La solidarité est essentielle dans la nouvelle vie de ces familles. Violet et Amber ont pu récolter un peu d’argent grâce à des campagnes de financement participatif, qui se multiplient sur la plateforme GoFundMe. La mère d’Isa a pu trouver du soutien auprès de l’association Rainbow Kids, qui rassemble les familles LGBTQI+ à Los Angeles. Mais toute cette solidarité ne comble pas le déracinement. Plusieurs mois après son arrivée en Californie, Violet peine ainsi à se consoler de l’absence des siens. “Le reste de notre famille manque à Isa. Ma propre mère me manque”, confie-t-elle.
Amber a dû laisser au Texas tous les souvenirs de sa mère, décédée deux ans avant leur départ. Mais aucune d’elles ne regrette son choix. “Ici, Paige est acceptée pour qui elle est. À l’école, au Texas, on lui refusait l'accès aux toilettes pour filles et on se moquait d’elle. Ici, on lui cherche des alternatives”, développe celle qui se réjouit de voir que ses trois enfants n’ont pas eu de mal à se faire de nouveaux amis. “En Californie, les gens sont bien plus tolérants. Isa s’est fait beaucoup d’amis, et il n’y a jamais eu autant d’enfants présents à sa fête d’anniversaire”, constate de son côté Violet.

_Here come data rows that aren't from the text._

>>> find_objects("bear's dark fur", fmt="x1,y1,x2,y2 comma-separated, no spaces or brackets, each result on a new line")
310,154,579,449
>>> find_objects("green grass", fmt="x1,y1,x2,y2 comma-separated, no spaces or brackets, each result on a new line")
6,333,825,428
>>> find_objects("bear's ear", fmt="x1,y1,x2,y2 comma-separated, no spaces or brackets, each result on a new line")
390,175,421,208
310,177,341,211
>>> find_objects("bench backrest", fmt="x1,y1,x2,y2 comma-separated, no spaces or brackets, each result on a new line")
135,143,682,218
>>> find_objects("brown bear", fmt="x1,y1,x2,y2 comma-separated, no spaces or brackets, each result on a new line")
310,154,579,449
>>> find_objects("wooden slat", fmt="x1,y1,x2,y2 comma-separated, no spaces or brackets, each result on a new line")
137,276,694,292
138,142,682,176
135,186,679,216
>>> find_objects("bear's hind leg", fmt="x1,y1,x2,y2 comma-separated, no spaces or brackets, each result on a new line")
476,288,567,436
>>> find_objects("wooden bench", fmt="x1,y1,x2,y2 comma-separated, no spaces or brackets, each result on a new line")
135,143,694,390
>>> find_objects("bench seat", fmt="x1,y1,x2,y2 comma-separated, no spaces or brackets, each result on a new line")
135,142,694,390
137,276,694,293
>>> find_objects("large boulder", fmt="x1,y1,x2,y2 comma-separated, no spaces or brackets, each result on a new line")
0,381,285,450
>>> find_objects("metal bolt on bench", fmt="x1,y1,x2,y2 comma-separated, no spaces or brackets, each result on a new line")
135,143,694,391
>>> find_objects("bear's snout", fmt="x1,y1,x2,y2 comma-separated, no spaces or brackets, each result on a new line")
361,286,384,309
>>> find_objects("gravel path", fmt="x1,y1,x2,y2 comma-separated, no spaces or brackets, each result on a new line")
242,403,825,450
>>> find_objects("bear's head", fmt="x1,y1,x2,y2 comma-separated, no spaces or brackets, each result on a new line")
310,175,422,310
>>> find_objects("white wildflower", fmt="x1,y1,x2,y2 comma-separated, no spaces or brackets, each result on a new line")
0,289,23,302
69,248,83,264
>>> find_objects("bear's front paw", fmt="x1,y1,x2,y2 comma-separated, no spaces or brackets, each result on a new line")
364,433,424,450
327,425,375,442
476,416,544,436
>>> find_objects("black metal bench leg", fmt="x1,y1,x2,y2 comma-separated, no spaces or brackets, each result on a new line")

Les familles ont néanmoins toujours peur que les droits des personnes transgenres soient un jour remis en cause dans l’ensemble des territoires. “Je travaille à ce que nos passeports soient prêts, car on ne sait pas ce qu’il va se passer aux prochaines élections, s’inquiète Amber Green. Si le président suivant généralise ce qui est en train de se passer dans les différents États conservateurs, nous devrons partir au Canada.” Et passer du statut de déplacé dans leur propre pays à celui de réfugié.